Even then I do believe that I realized that I had ceased to be an ingenue when I applied this forthrightly self-serving strategem. For by no stretch of the imagination could I delude myself that I had appealed to the best that lay in Guy Vlad Boca. But contrawise, did not the vie of Ciudad Pallas appeal to his worst weakness with deadly perfection?

 

No longer the innocent naif I, I had learned my first lesson in quantitative moral calculus, though at the time I had no concept of how bitter that lesson was to become.

 

Chapter 16

 

There were no hotels on the continent of Bloomenwald, not even the rudest of inns; indeed the only human constructs were the research domes scattered up and down the eastern coast on the margin of beach between the great forest and the sea. As for accommodations within the Bloomenwald itself or atop the canopy thereof, these of course were nonexistent, for in the first instance the forest floor was a gloomy land of perpetual night choked with unwholesome saphrophytic fungi and infested with an assortment of ill-tempered poisonous reptiles, and the Bloomenveldt, while certainly a solid enough terrain to stroll upon, was hardly suitable as a base for architectural constructs.

 

Fortunately, auslander turistas did visit the Bloomenwald from time to time, though the natives of Belshazaar, aside from the workers in the research domes, entirely shunned the continent thereof, so a limited number of rooms were available in the domes, provided one was willing to pay the outrageous rent demanded.

 

As for equipping our little expedition, this we were advised to do before our departure.
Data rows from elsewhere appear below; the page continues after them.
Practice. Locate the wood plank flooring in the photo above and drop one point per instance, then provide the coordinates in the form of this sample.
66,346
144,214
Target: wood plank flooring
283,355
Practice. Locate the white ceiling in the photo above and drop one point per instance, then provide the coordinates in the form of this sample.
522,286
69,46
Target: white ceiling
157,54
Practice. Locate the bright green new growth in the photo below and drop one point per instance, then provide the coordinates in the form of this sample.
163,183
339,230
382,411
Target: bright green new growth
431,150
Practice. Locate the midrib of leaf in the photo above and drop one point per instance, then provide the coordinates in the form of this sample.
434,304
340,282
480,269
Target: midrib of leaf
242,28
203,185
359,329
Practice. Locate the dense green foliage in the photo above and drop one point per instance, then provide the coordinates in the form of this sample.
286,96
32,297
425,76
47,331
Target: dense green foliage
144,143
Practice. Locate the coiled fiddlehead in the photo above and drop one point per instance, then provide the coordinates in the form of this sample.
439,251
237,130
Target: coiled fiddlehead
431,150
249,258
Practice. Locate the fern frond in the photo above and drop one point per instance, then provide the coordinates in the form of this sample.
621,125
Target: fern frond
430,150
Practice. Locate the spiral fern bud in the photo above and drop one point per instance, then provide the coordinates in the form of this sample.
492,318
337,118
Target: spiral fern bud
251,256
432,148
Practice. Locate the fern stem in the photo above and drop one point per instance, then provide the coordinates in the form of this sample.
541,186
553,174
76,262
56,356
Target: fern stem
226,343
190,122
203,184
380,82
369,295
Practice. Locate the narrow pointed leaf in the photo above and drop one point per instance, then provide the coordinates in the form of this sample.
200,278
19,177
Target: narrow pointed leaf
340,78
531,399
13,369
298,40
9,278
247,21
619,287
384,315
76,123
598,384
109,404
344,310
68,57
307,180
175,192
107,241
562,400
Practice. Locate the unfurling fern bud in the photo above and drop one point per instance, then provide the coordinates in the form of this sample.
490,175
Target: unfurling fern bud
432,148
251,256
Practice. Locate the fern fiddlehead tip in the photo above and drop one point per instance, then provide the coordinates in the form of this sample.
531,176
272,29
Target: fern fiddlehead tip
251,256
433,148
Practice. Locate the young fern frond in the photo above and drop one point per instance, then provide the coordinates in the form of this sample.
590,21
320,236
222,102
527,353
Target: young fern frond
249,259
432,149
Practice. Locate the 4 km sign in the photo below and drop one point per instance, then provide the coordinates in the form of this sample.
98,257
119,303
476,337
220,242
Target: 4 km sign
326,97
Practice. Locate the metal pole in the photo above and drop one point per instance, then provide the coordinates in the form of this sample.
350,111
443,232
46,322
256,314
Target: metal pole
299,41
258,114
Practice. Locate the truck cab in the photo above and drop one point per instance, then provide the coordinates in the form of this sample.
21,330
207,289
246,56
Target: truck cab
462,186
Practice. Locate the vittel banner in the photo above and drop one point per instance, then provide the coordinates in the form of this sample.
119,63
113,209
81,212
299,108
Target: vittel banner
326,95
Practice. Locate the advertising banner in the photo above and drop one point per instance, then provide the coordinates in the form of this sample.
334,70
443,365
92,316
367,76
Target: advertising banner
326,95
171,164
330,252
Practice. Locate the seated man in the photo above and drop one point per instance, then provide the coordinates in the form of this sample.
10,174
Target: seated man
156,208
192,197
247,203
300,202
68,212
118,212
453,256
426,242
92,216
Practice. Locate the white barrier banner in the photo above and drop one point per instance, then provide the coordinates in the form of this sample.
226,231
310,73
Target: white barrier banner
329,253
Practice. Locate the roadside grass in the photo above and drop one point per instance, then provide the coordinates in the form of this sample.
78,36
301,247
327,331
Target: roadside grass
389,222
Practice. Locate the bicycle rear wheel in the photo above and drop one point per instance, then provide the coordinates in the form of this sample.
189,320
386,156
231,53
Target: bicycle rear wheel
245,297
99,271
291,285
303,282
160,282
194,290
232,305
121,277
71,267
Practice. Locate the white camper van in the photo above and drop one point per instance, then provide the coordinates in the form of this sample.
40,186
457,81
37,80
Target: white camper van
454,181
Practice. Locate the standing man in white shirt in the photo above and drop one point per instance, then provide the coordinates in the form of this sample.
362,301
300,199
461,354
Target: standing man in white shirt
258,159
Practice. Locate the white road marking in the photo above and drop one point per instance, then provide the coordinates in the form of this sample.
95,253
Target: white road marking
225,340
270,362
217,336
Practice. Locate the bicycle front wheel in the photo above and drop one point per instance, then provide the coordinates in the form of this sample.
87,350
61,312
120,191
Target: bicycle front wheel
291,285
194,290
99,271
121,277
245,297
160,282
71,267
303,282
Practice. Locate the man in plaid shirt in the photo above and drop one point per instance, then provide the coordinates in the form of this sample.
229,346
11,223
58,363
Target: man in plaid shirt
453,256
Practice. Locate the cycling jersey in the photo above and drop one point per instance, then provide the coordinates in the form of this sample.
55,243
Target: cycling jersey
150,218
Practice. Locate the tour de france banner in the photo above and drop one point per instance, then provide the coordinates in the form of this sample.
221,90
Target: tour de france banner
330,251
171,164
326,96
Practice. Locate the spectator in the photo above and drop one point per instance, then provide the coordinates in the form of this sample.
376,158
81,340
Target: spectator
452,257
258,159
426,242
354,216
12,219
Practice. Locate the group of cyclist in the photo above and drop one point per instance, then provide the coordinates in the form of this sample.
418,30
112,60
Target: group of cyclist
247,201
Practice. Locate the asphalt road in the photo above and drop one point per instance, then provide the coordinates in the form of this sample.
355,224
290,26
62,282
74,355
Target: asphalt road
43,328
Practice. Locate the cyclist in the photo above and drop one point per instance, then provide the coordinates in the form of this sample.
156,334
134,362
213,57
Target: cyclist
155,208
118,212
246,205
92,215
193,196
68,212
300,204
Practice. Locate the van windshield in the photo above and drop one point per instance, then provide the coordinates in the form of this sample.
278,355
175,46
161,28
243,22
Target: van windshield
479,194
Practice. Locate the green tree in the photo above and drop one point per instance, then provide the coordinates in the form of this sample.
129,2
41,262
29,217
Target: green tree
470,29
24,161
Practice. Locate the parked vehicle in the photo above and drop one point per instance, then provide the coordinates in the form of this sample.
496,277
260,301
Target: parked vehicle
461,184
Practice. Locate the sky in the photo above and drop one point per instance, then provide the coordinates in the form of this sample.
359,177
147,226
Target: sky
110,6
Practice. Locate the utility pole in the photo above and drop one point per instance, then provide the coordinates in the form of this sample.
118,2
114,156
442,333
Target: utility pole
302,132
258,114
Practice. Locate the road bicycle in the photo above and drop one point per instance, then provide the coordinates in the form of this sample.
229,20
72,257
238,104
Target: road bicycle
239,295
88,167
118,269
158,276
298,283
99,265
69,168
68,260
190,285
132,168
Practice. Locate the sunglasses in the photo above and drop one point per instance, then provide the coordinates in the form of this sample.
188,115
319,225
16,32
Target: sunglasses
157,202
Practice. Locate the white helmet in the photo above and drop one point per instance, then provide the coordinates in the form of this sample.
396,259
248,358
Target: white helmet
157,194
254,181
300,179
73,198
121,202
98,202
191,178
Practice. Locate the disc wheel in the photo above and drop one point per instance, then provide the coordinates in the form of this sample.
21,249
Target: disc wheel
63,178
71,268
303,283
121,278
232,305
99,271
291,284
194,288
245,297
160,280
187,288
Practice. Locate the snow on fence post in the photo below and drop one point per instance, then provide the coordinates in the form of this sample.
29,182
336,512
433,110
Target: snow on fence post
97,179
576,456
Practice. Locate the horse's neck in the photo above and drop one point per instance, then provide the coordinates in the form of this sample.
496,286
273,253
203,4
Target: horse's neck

Since the climate of the Bloomenveldt was perpetually balmy, tents or heavy clothing were redundant, and should we be so foolishly venturesome as to stay away from the dome long enough to require nourishment, we would have to content ourselves with cold concentrates, for the notion of building a fire on the treetops would be, to say the least, ill-advised. Thus, aside from cold concentrates and canteens, our kits contained only three items of equipment: simple beacon receivers in the event we lost our way, filter masks which we were assured were an absolute necessity, and floatbelts to nullify gravity so that we could flit from branch to branch and not fall to the deadly forest floor in the event of a botched landing.

 

Guy, who had certainly never fancied himself a woodsman, expressed the usual trepidations of the confirmed urbanite during these preparations, but I, who had gone on many an expedition deep into the Bittersweet Jungle of Glade, assured him in all sincerity that I was a maestra of forest lore well versed in the skills of survival therein. So I truly believed, for was one forest not very much like another, even though the Bloomenwald was a forest writ large? Only the question of predators would have given me pause, and these, we were told, were nonexistent.

 

Within forty-eight hours, we had completed our preparations and boarded the suborbital shuttle, for once I had succeeded in altering the vector of Guy's enthusiasm, he threw his energies and argent into the project as totally as he had pursued his previous obsessions. There were no more sojourns at the mental retreats, the. Charge was never mentioned again, and once more our passages d'amour had achieved a frequency and duration, not to say piquancy, appropriate to a natural man and a natural woman about to share a grand adventure.